By Jana Tobin, PT, CLT, and Amy Litterini, PT, DPT

Lymphedema (lim-fi-dee-muh) is swelling caused by the build-up of fluid under your skin. This swelling can occur in an area around where lymph nodes were removed, or in an area that has been treated with radiation. MaineHealth offers an innovative program to reduce the impact of lymphedema in cancer survivors by using new technology. The program and equipment, available at the Breast Care Center in Scarborough and the Pen Bay Rehabilitation Center in Rockport, is intended for use with at-risk cancer survivors, including individuals with breast cancer.

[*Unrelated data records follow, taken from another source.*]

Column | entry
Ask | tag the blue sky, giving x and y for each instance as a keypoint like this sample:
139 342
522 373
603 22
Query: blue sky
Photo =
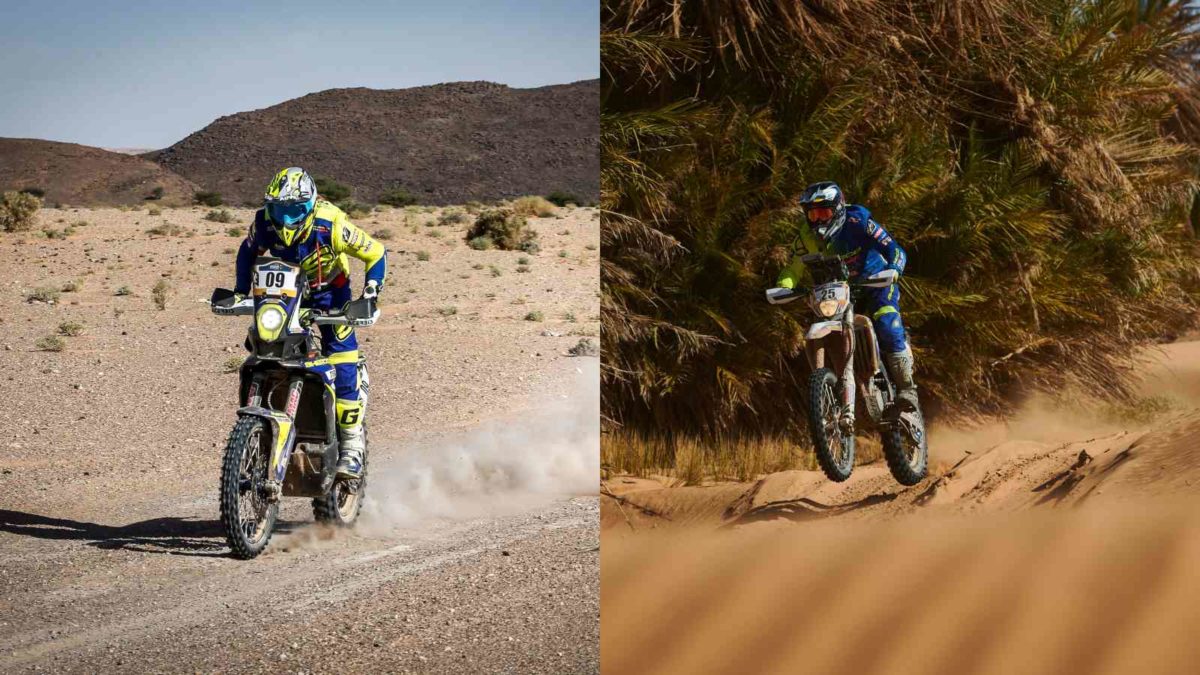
142 73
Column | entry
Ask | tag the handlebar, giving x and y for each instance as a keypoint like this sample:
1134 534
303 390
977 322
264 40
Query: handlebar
361 312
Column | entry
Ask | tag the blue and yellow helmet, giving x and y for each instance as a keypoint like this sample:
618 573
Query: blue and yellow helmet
289 201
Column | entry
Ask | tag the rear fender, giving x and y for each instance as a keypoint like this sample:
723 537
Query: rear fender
282 436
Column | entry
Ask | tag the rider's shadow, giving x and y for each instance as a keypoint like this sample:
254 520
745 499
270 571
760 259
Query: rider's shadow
172 536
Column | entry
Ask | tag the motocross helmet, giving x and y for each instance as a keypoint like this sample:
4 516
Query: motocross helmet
289 201
825 208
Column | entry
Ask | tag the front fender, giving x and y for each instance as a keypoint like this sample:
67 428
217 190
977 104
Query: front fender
282 436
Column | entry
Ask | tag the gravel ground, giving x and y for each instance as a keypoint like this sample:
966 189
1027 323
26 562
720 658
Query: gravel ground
111 554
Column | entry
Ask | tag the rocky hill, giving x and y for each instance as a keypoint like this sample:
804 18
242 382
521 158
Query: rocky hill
447 143
79 174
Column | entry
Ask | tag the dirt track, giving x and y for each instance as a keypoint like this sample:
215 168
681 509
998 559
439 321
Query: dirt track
478 548
1031 554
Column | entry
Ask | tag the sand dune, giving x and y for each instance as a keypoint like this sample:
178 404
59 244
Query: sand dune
1024 554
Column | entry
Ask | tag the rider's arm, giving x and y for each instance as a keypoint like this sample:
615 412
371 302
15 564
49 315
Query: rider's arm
879 239
353 240
251 248
796 272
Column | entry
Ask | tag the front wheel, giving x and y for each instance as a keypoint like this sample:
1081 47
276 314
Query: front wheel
247 515
342 503
906 448
834 448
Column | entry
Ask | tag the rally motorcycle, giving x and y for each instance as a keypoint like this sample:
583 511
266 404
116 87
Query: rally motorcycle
844 353
285 442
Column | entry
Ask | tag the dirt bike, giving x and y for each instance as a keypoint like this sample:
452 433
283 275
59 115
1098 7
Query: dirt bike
846 362
285 442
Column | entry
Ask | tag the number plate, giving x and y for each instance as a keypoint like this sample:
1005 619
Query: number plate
275 280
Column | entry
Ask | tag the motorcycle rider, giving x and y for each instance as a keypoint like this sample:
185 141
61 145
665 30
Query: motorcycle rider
849 231
297 226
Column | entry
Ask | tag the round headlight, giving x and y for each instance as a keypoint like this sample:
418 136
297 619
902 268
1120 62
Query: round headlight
271 318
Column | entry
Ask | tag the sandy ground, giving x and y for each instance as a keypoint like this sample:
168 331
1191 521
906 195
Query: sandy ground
1054 543
478 544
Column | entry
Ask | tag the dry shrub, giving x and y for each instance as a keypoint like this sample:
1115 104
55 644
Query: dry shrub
18 210
507 230
533 205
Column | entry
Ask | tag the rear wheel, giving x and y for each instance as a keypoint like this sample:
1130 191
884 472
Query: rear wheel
246 514
833 447
342 503
906 448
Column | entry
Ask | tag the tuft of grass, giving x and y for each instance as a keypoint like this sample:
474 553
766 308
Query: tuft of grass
221 215
160 293
533 205
51 344
507 230
71 328
43 294
208 198
18 211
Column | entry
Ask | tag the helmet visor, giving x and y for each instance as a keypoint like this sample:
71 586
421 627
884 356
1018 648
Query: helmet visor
820 214
288 214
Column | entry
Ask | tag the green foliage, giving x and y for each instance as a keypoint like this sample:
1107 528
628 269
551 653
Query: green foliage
397 197
507 230
18 211
1037 161
205 198
331 190
222 215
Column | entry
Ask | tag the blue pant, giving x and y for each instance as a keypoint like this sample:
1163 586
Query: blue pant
883 306
341 346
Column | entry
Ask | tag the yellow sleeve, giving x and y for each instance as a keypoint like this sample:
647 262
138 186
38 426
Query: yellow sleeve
351 239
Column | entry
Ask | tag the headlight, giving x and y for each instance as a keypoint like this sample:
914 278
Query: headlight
271 318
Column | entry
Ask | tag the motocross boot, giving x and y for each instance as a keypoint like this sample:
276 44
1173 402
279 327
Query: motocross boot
349 461
900 369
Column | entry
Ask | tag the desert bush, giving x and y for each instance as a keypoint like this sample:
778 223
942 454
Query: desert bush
160 293
561 198
43 294
507 230
533 205
453 216
222 215
18 211
71 328
397 197
1029 267
207 198
51 344
331 190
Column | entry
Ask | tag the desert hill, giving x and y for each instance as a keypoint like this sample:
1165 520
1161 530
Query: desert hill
447 143
81 174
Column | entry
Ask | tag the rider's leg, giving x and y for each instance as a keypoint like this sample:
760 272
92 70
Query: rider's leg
341 346
894 345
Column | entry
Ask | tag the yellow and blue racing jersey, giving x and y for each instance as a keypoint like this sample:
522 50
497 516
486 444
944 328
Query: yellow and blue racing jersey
321 249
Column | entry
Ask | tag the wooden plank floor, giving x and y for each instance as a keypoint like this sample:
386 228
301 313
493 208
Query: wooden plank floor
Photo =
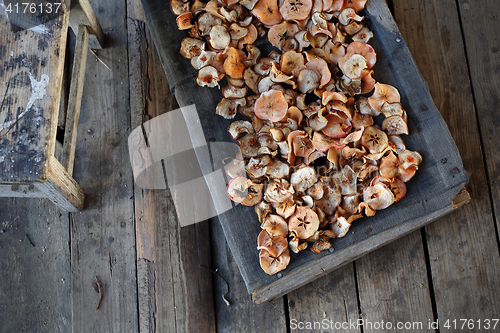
156 276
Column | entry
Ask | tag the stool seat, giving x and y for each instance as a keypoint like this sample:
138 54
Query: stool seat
31 75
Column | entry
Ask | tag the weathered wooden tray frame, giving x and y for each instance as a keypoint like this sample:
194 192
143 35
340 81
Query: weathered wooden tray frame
437 189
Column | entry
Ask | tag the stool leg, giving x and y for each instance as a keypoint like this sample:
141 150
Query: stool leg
75 97
61 188
82 13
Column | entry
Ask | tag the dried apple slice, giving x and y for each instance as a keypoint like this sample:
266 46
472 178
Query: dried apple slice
304 222
303 178
271 105
378 196
274 244
267 12
330 200
307 79
275 225
337 126
279 33
374 139
191 47
239 127
272 265
242 190
291 60
278 190
233 65
296 10
383 93
208 77
395 125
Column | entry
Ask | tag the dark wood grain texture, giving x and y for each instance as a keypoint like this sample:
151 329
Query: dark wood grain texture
175 292
483 59
331 299
31 65
103 235
35 292
422 201
463 249
393 285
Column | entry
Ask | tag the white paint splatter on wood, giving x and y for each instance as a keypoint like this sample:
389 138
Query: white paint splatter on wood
37 92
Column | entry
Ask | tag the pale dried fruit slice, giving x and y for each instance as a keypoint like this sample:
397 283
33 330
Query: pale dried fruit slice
291 60
227 108
272 265
330 200
364 35
395 125
271 105
257 167
249 145
264 66
279 190
362 49
286 208
251 79
275 225
191 47
242 190
239 127
347 15
233 65
397 187
179 7
250 38
374 139
365 108
353 66
274 244
279 33
267 12
378 196
346 180
237 32
303 178
341 227
316 191
208 77
409 159
304 222
337 126
360 121
357 5
322 142
185 21
396 143
206 21
302 146
307 79
392 109
383 93
219 37
321 67
262 209
334 51
296 10
204 59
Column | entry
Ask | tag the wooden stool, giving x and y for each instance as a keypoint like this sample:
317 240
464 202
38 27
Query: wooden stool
31 75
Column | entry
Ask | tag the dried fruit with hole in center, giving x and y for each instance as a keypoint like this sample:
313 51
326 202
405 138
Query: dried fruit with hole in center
304 222
271 105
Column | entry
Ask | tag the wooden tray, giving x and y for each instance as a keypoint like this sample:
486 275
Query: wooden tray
431 193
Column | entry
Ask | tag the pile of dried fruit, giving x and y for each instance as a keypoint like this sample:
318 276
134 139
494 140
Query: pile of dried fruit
312 158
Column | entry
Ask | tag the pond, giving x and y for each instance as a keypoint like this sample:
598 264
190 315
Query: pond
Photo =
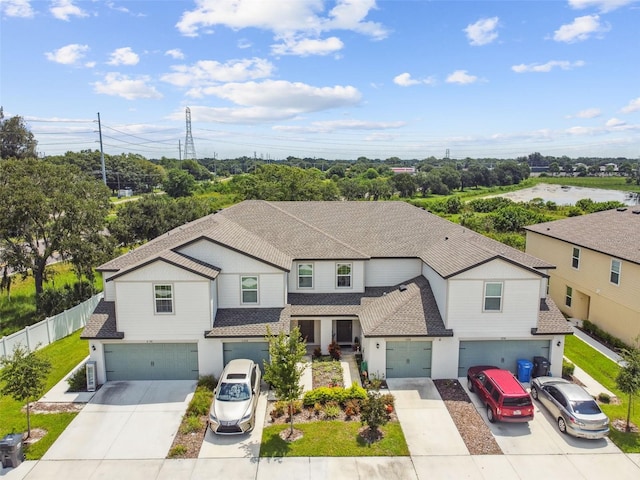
569 195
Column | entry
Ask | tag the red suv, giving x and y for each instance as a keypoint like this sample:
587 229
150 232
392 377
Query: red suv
505 398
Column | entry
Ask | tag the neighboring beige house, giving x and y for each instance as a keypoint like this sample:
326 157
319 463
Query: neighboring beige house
423 296
597 275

Lymphedema is a leading post-treatment complication for many cancer survivors that costs the U.S. healthcare system an estimated $7 billion every year. Patients who undergo surgical, radiation, or certain chemotherapy treatments for breast, melanoma, or pelvic area cancers may have damage to the lymphatic drainage system in one or more limbs. There are 1.9 million newly diagnosed cancer survivors every year in the U.S., and 58% are at risk of developing limb lymphedema. It is estimated that one in three at-risk cancer survivors will develop lymphedema. Previously cancer survivors were not routinely monitored, but now there is new technology to aid in the early detection of lymphedema.

The lymphedema prevention program at Maine Medical Center and Pen Bay utilizes the latest lymphedema detection technology called L-Dex. L-Dex is a measurement of fluid buildup in an at- risk limb compared to a healthy limb. It is measured on the SOZO® device, which uses a sophisticated technology called bioimpedance spectroscopy (BIS). The SOZO test is non-invasive, takes less than 30 seconds to complete, and provides results immediately after the test. At-risk patients receive a baseline measurement and then are measured regularly after cancer treatment (i.e. every three months for two years). An L-Dex increase of 6.5 or more from baseline is an indication that lymphedema is developing and intervention is needed. Recently published data from the largest randomized trial to assess lymphedema prevention, the PREVENT trial, showed that early detection using L-Dex combined with intervention can stop 92% of patients from progressing to chronic lymphedema through three years. Other methods of measurement, such as use of a tape measure by a trained clinician, have also been found to be effective if used regularly and consistently. The key is good communication with oncology providers, and routine monitoring for symptoms for early detection and treatment.